La situation humanitaire et économique se dégrade dans plusieurs villages du groupement Ziralo, en territoire de Kalehe, au Sud-Kivu. À la suite de tensions internes entre deux groupes de miliciens dits « Wazalendo », le pont stratégique reliant les localités de Bushugulu et Kisha a été dynamité, coupant ainsi la route entre Bunyangungu et Tushunguti.

L’axe routier est désormais isolé du reste de la région. Ce qui n’était au départ qu’une « incompréhension » entre des éléments Wazalendo issus de deux localités voisines a finalement conduit au sabotage d’une infrastructure publique essentielle.

Selon des témoignages locaux, les combattants basés à Bushugulu auraient pris la décision radicale de détruire le pont à l’aide d’engins explosifs, dans le but d’empêcher toute contre-attaque de leurs rivaux installés à Kisha, lesquels auraient subi d’importantes pertes lors de récents affrontements.

Le calvaire des villageois

Si l’explosion a fragilisé l’édifice, ce sont les fortes pluies du week-end dernier qui ont fini par emporter les derniers restes de la structure en bois. Depuis, les habitants se retrouvent piégés.
Pour se rendre au marché dominical, les commerçants n’ont d’autre choix que de recourir à des passeurs improvisés.

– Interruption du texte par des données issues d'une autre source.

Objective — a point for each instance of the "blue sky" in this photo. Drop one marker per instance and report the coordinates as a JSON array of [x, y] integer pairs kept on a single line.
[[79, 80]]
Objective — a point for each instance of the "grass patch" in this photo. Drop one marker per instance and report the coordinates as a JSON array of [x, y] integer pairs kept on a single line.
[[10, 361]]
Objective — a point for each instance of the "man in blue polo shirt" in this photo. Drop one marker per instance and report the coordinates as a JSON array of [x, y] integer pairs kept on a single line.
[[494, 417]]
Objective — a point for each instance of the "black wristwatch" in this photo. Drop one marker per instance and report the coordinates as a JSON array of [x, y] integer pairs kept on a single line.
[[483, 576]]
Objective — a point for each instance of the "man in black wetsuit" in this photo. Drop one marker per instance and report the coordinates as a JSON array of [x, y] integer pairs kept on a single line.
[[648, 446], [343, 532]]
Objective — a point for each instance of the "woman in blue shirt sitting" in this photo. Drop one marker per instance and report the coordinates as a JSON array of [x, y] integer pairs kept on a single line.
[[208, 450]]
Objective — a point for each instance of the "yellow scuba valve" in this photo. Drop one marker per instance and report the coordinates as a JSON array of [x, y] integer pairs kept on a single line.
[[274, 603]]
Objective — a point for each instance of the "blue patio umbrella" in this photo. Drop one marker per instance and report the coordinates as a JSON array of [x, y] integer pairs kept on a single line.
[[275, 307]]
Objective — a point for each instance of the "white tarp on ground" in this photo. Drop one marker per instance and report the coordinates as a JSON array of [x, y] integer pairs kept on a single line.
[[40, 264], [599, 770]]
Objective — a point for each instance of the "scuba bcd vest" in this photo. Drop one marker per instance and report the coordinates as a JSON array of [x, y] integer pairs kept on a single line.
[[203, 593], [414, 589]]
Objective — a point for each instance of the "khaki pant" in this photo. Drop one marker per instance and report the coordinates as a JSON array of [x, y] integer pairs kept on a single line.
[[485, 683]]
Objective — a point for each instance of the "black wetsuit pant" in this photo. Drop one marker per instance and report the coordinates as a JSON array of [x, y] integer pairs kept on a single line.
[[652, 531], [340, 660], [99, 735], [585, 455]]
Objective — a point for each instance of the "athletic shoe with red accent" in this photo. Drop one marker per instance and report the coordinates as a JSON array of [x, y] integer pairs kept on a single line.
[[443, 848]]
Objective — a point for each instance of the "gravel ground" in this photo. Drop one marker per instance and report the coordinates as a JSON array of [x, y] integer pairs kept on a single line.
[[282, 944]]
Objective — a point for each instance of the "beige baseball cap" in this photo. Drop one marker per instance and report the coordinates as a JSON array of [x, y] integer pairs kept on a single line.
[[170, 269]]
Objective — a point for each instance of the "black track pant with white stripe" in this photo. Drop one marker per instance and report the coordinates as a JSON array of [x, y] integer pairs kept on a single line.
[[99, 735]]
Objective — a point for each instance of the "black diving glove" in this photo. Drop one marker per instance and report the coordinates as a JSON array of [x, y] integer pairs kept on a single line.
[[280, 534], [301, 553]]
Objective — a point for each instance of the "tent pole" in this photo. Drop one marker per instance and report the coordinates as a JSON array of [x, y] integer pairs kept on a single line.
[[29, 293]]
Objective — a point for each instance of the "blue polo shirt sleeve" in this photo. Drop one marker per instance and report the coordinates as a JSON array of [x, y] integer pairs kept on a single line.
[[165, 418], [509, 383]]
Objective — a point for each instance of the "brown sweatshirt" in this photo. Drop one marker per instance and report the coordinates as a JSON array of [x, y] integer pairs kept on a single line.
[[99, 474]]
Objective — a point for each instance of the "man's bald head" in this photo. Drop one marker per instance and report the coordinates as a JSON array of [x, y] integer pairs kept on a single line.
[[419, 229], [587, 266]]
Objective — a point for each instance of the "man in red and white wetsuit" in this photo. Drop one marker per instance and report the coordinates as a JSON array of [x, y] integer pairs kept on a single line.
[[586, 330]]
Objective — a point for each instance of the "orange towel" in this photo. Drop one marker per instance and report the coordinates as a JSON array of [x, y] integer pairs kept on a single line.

La traversée, devenue aussi lucrative que périlleuse, est désormais facturée entre 3 000 et 4 000 francs congolais par personne, et s’effectue à dos d’homme ou sur la tête, au milieu des eaux tumultueuses, tandis que les motos, indispensables au commerce local, restent totalement bloquées.

« Nous vivons comme si nous étions coupés du monde. Les malades ne peuvent pas traverser facilement, les marchandises pourrissent et nous devons payer cher pour passer au péril de nos vies », témoigne un habitant de Bushugulu.

La population locale appelle à une intervention urgente des autorités afin de restaurer l’autorité de l’État et de réhabiliter ce passage vital, sans lequel l’économie de la zone risque une asphyxie totale.